Pandemiebezogene Datenspende auf Basis von Datensouveränitätsprinzipien innerhalb der IDS

 

Die Versorgung und Forschung in Bezug auf Pandemien setzt in der Retrospektive, in der Akutsituation wie auch in der Prospektive die Verfügbarkeit von Daten der medizinischen Versorgung voraus. Eine longitudinale Betrachtung von Krankheitsverläufen erfordert a) komplexe rechtliche Konstrukte (Ethikantrag, Zweckbestimmung), aber insbesondere die Einwilligung der Patientinnen und Patienten sowie b) Zugangspunkte zu datenerfassenden Endpunkten in der Versorgung sowie Forschung.

Die Datensouveränität der Bürgerinnen und Bürger im Rahmen einer Datenspende wird derzeit nicht sichergestellt. Die Datennutzung ist durch den Einzelnen nicht steuerbar. Dies ist auch aus Sicht der Forschung – z.B. bezogen auf eine Nachnutzung der Daten – fatal.

 



 

Die Herausforderung

Die EU-Kommission fordert »Data for the Common Good«, um zukünftig besser in Pandemiesituationen reagieren zu können. Ohmann et al. (Ohmann et al. 2017) zeigen, dass ein Teilen klinischer Daten für eine zukunftsweisende Forschung unabdingbar ist, wobei aber gerade die rechtlichen Einwilligungen die Forschung vor große Herausforderungen stellen. Die Datennutzung im Rahmen der Forschung setzt derzeit die Einzeleinwilligung der Probandinnen und Probanden voraus.

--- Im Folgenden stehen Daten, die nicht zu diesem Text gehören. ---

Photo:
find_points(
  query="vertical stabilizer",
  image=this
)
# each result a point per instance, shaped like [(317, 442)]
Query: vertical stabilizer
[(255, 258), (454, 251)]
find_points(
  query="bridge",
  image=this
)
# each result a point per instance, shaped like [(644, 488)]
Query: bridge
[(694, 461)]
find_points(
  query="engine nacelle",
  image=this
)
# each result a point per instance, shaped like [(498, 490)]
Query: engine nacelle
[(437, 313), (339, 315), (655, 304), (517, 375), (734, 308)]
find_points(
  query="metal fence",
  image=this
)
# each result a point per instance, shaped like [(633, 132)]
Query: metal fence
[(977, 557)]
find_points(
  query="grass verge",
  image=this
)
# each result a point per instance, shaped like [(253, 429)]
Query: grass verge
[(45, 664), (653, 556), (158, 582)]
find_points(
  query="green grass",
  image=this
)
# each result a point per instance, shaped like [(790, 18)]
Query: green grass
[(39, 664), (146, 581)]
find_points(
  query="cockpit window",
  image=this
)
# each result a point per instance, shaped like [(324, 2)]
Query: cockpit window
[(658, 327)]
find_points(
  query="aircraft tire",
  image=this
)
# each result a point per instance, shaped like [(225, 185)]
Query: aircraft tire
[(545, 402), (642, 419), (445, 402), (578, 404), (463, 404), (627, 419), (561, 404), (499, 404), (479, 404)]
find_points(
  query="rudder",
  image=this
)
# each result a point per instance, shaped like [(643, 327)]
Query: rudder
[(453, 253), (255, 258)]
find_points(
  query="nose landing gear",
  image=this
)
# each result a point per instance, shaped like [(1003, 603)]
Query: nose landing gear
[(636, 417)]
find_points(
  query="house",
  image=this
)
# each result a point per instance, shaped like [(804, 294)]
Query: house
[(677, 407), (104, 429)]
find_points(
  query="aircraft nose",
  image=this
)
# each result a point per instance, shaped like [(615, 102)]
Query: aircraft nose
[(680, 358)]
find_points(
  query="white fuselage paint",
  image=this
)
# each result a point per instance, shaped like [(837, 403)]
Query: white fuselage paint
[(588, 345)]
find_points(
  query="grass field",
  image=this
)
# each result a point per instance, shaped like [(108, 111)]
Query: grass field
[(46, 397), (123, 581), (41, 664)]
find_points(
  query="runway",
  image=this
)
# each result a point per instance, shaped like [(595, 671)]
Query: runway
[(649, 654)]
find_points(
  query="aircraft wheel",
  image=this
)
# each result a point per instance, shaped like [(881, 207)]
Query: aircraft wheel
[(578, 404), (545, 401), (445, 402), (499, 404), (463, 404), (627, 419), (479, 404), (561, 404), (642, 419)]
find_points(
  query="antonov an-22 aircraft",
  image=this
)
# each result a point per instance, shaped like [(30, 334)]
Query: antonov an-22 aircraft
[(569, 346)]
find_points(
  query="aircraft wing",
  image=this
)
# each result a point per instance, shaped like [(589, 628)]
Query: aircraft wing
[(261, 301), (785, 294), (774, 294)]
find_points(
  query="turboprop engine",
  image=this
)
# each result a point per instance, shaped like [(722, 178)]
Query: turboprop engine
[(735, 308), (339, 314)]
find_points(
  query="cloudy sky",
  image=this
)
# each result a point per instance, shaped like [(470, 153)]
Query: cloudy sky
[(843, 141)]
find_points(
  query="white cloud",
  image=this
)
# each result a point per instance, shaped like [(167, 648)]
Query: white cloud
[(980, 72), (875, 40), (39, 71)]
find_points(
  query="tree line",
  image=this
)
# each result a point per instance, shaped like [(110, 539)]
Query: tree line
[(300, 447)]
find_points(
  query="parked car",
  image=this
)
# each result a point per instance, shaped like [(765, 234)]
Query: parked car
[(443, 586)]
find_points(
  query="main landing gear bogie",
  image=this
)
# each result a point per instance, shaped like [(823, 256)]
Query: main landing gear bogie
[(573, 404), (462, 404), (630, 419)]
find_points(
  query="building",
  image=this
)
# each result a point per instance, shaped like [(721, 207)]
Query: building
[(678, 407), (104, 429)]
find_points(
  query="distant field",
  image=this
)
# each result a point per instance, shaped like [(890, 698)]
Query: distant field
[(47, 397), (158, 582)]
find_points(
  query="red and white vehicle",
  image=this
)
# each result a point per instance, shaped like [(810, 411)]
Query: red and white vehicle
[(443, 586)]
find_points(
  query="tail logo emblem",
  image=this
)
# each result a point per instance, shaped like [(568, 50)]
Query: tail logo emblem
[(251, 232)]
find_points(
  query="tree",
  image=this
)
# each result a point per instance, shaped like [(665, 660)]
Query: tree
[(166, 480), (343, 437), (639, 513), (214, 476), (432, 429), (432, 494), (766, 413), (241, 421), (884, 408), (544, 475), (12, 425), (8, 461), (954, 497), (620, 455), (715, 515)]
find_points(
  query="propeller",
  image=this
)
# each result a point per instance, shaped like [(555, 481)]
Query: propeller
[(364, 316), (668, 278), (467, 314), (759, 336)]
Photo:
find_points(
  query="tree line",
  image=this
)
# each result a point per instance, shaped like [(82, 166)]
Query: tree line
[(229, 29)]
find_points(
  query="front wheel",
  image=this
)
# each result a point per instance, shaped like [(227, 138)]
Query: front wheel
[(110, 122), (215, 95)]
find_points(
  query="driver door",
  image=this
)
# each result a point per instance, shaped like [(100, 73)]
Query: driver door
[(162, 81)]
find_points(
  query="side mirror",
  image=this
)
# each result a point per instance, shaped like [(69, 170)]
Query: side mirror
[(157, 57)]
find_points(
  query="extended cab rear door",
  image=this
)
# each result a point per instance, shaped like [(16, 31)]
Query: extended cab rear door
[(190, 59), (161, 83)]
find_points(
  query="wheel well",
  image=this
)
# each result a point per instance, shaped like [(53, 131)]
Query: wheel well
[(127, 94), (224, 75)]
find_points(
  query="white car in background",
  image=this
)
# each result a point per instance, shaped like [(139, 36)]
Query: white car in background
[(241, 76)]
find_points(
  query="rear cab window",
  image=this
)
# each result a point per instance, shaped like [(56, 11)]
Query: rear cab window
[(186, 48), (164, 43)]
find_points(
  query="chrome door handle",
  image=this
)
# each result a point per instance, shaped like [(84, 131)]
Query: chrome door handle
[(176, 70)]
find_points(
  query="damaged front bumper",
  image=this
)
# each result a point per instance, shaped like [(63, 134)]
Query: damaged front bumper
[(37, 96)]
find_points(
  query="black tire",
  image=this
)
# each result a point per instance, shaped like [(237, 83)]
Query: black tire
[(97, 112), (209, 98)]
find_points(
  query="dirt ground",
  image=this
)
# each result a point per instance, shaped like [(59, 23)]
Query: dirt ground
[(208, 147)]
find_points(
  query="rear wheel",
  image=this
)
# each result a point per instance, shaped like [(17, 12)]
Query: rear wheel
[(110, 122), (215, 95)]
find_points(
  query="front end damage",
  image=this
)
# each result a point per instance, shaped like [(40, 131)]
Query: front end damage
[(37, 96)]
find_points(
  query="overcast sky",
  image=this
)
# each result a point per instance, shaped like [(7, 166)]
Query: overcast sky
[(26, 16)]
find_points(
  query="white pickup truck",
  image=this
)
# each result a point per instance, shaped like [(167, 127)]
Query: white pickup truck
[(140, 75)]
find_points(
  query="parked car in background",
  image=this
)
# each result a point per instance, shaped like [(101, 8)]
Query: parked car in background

Das Nationale Steuerungsgremium (NSG) hat für die Medizininformatik-Initiative erste Ansätze einer breiten Einwilligung (»Broad Consent«) erarbeitet, welche jedoch die Nachvollziehbarkeit der Datennutzung konterkarieren.
Der Demonstrator zur Datenspende soll das Eingreifen der Bürger*innen in die Weitergabe der medizinischen Daten für Forschungsprojekte ermöglichen. Ein Aufbrechen von Datensilos erscheint möglich, sofern die Datenintegrationszentren (DIZ) über entsprechende Gateway-Tools (bspw. IDS-Konnektoren) verfügen. Im Rahmen der demonstratorhaften Erprobung einer Datenspende im Projekt PanDa zeigt sich, dass ein sektorübergreifendes Datennetzwerk möglich ist. Ein weitreichendes Datennetzwerk kann zu einer verbesserten Datenverfügbarkeit beitragen und damit auf die Bewältigung der Coronaviruskrise einzahlen.

 

Unsere Leistung

Zielsetzung des Projekts PanDa@IDS ist es, auf Basis bestehender Lösungsbausteine das Gesamtkonzept für eine vertrauensvolle, selbstbestimmte und nachvollziehbare Datennutzung aufzubauen. Die bestehenden Ansätze sind:

  • Digital Life Journey: Die DLJ ist ein Framework, welches Souveränität von Bürgerinnen und Bürgern auf technischer wie organisatorischer Ebene (z.B. Governance) beschreibt und um den Anwendungsfall der Datenspende erweitert wird. (Fraunhofer ISST)
  • Trusted Connector: Connector mit dem derzeit höchsten Sicherheitslevel, welcher einen vertrauensvollen und manipulationsgeschützten Umgang mit Daten sicherstellt. Dieser wird für das Projekt erweitert und in einen höheren TRL überführt. (Fraunhofer AISEC)
  • MYDATA Control Technologies: Führendes Framework für Data Usage Control, welches die Konzepte des IDS technisch umsetzt. Die Policies zur Datennutzung werden an die spezifischen Anforderungen im Umgang mit Gesundheitsdaten erweitert. (Fraunhofer IESE)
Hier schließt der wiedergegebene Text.